São Paulo

(AG) –  O dólar comercial terminou em alta de 0,79%, cotado a R$ 2,534 na compra e R$ 2,536 na venda. O dia parecia tranqüilo na abertura dos negócios, mas em pouco tempo o nervosismo se instalou no mercado. Ainda pela manhã a moeda americana atingiu a máxima de R$ 2,56 na ponta de venda, com valorização de 1,75% sobre o real. A Bolsa de Valores de São Paulo (Bovespa) fechou nesta segunda-feira em baixa de 1,57%, com o Índice Bovespa em 12.659 pontos.

A pressão no câmbio foi exercida essencialmente pelas tesourarias bancárias em movimentos considerados especulativos. Vários foram os fatores apontados para justificar a maior procura por moeda estrangeira. Entre eles estavam a intervenção do governo na Previ (veja reportagem na página 24), as perdas com os ajustes dos fundos de investimento e a nova alta do risco-Brasil, que voltou a bater os 1.000 pontos. O relatório do banco de investimento JP Morgan, desaconselhando as aplicações na Bovespa, foi forte fator de nervosismo na hora do almoço.

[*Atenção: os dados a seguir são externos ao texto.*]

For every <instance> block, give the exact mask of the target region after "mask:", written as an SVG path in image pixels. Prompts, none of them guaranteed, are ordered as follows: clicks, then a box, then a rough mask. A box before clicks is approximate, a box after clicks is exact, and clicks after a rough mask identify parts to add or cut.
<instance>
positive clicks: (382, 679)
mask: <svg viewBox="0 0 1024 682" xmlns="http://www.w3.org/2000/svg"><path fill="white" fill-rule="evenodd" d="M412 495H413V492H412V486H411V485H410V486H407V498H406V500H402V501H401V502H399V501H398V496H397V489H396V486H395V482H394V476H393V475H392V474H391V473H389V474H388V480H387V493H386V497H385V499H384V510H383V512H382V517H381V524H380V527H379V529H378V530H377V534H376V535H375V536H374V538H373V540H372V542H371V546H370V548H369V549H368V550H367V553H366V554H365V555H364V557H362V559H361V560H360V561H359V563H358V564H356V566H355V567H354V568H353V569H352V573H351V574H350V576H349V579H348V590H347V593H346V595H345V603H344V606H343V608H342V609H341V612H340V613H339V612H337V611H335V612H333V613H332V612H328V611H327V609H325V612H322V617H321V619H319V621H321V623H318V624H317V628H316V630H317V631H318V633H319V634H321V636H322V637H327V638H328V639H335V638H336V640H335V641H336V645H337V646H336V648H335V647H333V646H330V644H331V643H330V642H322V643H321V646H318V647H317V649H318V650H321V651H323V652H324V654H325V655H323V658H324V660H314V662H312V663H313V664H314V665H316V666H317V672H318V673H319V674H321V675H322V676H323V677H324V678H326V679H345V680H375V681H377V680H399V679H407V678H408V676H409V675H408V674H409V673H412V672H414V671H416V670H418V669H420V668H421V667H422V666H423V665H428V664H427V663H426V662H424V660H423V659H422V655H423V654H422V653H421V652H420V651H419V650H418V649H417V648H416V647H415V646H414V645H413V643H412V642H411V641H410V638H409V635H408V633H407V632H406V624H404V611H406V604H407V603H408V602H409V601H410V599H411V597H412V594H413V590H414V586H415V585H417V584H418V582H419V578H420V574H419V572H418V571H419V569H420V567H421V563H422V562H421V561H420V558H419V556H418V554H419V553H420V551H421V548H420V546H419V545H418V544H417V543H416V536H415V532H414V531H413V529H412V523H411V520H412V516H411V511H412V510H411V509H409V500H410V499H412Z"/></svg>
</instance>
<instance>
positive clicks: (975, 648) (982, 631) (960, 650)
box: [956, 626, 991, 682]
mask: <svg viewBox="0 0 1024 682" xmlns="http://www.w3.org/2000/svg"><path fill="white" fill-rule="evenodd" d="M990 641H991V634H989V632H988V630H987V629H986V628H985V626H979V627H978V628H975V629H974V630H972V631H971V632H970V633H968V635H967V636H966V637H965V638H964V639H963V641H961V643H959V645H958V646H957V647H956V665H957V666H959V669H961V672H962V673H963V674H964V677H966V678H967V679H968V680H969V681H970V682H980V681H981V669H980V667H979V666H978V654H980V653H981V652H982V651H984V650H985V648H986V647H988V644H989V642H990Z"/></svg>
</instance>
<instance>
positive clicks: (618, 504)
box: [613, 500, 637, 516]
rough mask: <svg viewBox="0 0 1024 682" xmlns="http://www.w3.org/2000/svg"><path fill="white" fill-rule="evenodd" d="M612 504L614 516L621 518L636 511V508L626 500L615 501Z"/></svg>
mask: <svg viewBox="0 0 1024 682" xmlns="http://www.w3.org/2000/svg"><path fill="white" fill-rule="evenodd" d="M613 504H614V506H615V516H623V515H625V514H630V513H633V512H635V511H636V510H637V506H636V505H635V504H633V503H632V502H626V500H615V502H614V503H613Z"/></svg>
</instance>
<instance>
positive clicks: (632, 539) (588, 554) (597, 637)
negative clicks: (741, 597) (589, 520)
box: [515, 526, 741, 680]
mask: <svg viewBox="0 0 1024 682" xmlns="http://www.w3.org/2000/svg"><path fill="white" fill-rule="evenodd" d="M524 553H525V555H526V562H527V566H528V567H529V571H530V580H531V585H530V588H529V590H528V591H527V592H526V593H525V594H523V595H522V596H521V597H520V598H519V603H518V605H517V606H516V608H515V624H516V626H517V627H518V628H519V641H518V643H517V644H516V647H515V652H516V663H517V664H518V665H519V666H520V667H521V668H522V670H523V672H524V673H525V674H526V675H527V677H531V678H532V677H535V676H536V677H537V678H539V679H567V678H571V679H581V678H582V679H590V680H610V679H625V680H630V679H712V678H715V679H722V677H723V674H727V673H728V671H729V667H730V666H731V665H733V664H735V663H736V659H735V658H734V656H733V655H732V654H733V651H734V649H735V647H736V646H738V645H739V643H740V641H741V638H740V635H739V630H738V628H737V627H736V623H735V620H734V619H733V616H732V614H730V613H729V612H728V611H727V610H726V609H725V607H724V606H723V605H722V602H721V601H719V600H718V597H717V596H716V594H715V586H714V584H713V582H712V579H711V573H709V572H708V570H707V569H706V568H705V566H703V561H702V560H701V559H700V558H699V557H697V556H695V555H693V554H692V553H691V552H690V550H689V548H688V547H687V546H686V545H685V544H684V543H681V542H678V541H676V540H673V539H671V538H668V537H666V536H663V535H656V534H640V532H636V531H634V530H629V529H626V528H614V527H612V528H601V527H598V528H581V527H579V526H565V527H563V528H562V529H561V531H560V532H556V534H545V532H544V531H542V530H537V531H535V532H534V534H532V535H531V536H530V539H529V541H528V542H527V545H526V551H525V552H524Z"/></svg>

“O fluxo cambial ficou negativo pela manhã, o que piorou o quadro. As tesourarias bancárias estavam ávidas por notícias novas, que não vieram. À tarde, com o restabelecimento do fluxo comercial, os ânimos se acalmaram”, disse Francisco Gimenez Neto, diretor da corretora NGO, que não crê que muitas operações de ‘hedge’ tenham sido feitas em função das perdas com as regras de marcação a mercado impostas pelo Banco Central. Com todo esse alvoroço, os investidores praticamente ignoraram a pesquisa Vox Populi, que no fim de semana apontou aumento das intenções de voto ao tucano José Serra e queda do petista Luiz Inácio Lula da Silva.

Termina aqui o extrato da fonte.